Editing Gaussian integral (section)

===Integrals of similar form===
<math display="block">\int_0^\infty x^{2n}  e^{-{x^2}/{a^2}}\,dx = \sqrt{\pi}\frac{a^{2n+1} (2n-1)!!}{2^{n+1}}</math>
<math display="block">\int_0^\infty x^{2n+1} e^{-{x^2}/{a^2}} \, dx = \frac{n!}{2} a^{2n+2}</math>
<math display="block">\int_0^\infty x^{2n}e^{-bx^2}\,dx = \frac{(2n-1)!!}{b^n 2^{n+1}} \sqrt{\frac{\pi}{b}}</math>
<math display="block">\int_0^\infty x^{2n+1}e^{-bx^2}\,dx = \frac{n!}{2b^{n+1}}</math>
<math display="block">\int_0^\infty x^{n}e^{-bx^2}\,dx = \frac{\Gamma(\frac{n+1}{2})}{2b^{\frac{n+1}{2}}}</math>
where <math>n</math> is a positive integer

An easy way to derive these is by [[Leibniz integral rule#Evaluating definite integrals|differentiating under the integral sign]].

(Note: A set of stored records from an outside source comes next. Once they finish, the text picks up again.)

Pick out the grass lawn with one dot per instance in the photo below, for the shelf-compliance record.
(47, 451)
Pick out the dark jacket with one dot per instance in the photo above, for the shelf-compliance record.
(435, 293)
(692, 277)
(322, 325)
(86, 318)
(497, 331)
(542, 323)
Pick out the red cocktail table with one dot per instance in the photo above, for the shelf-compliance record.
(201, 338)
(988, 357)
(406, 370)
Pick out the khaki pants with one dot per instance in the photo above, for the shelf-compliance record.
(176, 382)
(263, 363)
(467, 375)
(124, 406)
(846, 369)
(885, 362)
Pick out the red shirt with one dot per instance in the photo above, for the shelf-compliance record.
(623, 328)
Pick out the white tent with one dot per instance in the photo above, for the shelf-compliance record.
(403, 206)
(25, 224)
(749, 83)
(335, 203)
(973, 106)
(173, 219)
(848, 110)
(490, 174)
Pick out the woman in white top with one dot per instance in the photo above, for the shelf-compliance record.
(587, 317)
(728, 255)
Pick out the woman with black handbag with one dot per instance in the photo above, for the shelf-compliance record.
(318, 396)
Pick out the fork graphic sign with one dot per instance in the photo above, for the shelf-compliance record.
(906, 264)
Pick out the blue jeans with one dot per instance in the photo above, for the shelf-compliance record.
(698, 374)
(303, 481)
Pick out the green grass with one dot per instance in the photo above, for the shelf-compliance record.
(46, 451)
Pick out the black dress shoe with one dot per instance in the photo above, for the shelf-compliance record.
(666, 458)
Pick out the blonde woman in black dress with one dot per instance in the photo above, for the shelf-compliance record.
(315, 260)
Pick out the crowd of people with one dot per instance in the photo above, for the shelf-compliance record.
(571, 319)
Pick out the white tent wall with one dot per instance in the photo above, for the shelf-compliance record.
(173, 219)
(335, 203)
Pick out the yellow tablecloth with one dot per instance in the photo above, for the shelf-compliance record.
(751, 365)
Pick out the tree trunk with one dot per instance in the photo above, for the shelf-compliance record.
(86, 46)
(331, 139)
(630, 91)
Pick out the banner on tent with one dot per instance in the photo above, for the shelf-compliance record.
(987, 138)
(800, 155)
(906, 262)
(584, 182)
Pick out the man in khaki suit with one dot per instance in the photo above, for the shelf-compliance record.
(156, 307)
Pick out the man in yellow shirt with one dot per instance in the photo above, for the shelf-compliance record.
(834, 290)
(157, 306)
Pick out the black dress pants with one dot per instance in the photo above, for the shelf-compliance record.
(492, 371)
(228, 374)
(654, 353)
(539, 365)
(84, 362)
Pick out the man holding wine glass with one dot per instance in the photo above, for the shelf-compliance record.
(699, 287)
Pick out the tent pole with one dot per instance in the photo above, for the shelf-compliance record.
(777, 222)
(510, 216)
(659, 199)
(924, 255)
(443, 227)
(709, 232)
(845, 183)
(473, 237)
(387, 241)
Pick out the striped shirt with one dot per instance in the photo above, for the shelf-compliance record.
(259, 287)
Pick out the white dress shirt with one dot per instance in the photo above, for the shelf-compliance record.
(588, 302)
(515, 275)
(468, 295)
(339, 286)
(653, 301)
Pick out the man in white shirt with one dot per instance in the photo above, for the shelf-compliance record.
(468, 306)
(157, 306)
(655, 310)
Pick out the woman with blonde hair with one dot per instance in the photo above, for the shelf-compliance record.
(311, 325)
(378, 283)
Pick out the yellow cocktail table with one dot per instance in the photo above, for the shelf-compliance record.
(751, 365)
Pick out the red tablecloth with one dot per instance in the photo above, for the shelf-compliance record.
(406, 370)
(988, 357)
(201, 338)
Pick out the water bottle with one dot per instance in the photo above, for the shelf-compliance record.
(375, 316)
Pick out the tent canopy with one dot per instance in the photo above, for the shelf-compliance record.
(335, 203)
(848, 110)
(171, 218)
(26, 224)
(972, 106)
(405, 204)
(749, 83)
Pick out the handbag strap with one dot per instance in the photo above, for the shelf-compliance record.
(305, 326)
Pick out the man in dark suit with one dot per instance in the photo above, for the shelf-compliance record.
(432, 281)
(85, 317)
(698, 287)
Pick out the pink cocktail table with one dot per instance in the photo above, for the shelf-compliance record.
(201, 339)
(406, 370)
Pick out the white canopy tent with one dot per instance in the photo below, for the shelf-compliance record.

<math display="block">\begin{align}
\int_{-\infty}^\infty x^{2n} e^{-\alpha x^2}\,dx
&= \left(-1\right)^n\int_{-\infty}^\infty \frac{\partial^n}{\partial \alpha^n} e^{-\alpha x^2}\,dx \\[1ex]
&= \left(-1\right)^n\frac{\partial^n}{\partial \alpha^n} \int_{-\infty}^\infty e^{-\alpha x^2}\,dx\\[1ex]
&= \sqrt{\pi} \left(-1\right)^n\frac{\partial^n}{\partial \alpha^n}\alpha^{-\frac{1}{2}} \\[1ex]
&= \sqrt{\frac{\pi}{\alpha}}\frac{(2n-1)!!}{\left(2\alpha\right)^n}
\end{align}</math>

One could also integrate by parts and find a [[recurrence relation]] to solve this.